= Kevin A. Ryan =

Kevin Albert Ryan (born 7 October 1932) is the founder and director emeritus of the Center for the Advancement of Ethics and Character at Boston University.

==Career==

As a naval officer, Ryan attended Instructors School and taught. When he left active duty, he entered Columbia University, obtained a master's degree in the teaching of English and taught this subject at Suffern High School, Suffern, New York, for four years. It was toward the end of this period that he met his future wife, Marilyn Snydar, an English teacher from a nearby school.

A former high school English teacher, Ryan has taught on the faculties of Stanford University, the University of Chicago, Harvard University, Ohio State University, and the University of Lisbon.

Books Ryan has written or edited include Moral Education: It Comes with the Territory; Reclaiming Our Schools: A Handbook for Teaching Character, Academics, and Discipline (with Ed Wynne); and Building Character in Schools: Practical Ways to Bring Moral Instruction to Life (with Karen Bohlin).

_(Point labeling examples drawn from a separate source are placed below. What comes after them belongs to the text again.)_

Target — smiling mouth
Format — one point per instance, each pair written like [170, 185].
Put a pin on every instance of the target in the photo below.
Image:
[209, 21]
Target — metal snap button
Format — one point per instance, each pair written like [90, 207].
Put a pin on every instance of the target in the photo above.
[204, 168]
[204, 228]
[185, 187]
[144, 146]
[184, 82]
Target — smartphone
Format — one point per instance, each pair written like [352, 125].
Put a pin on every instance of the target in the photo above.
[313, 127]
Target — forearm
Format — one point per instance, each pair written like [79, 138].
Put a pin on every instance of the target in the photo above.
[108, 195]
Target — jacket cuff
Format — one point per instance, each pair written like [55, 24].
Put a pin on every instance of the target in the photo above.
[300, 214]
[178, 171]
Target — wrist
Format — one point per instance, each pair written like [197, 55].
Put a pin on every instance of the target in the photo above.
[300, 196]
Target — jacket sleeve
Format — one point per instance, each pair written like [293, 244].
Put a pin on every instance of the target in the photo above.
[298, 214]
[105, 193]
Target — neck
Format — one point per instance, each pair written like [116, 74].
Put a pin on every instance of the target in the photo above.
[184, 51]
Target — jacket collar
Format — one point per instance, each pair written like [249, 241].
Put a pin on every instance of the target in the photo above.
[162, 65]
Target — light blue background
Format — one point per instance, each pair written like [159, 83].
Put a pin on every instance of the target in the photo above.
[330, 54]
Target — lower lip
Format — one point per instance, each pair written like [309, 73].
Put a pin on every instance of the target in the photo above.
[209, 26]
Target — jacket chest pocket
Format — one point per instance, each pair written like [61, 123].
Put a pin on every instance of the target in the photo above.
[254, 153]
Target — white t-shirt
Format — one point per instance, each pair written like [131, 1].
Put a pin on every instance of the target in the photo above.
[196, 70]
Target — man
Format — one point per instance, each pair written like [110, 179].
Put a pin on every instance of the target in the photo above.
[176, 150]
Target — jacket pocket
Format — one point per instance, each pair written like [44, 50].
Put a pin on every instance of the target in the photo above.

Ryan has written and edited twenty books, written over one hundred articles, and developed several sets of instructional materials. He has consulted on moral education and teacher education for the U. S. Department of Education and the state departments of education of New York, Massachusetts, California, Georgia, South Carolina, New Hampshire, Maryland, Alabama and Virginia. Professor Ryan has worked overseas with educators in Portugal, Germany, Egypt, Finland, Australia, Japan, Korea, Taiwan, and Spain.

==Honors==

In 1998, Ryan was awarded the National Award of Distinction by the University of Pennsylvania Graduate School of Education and the 1998 Award for Educational Excellence by the Paideia Society.

In 2003, Pope John Paul II appointed Ryan to the Pontifical Academy of Social Sciences.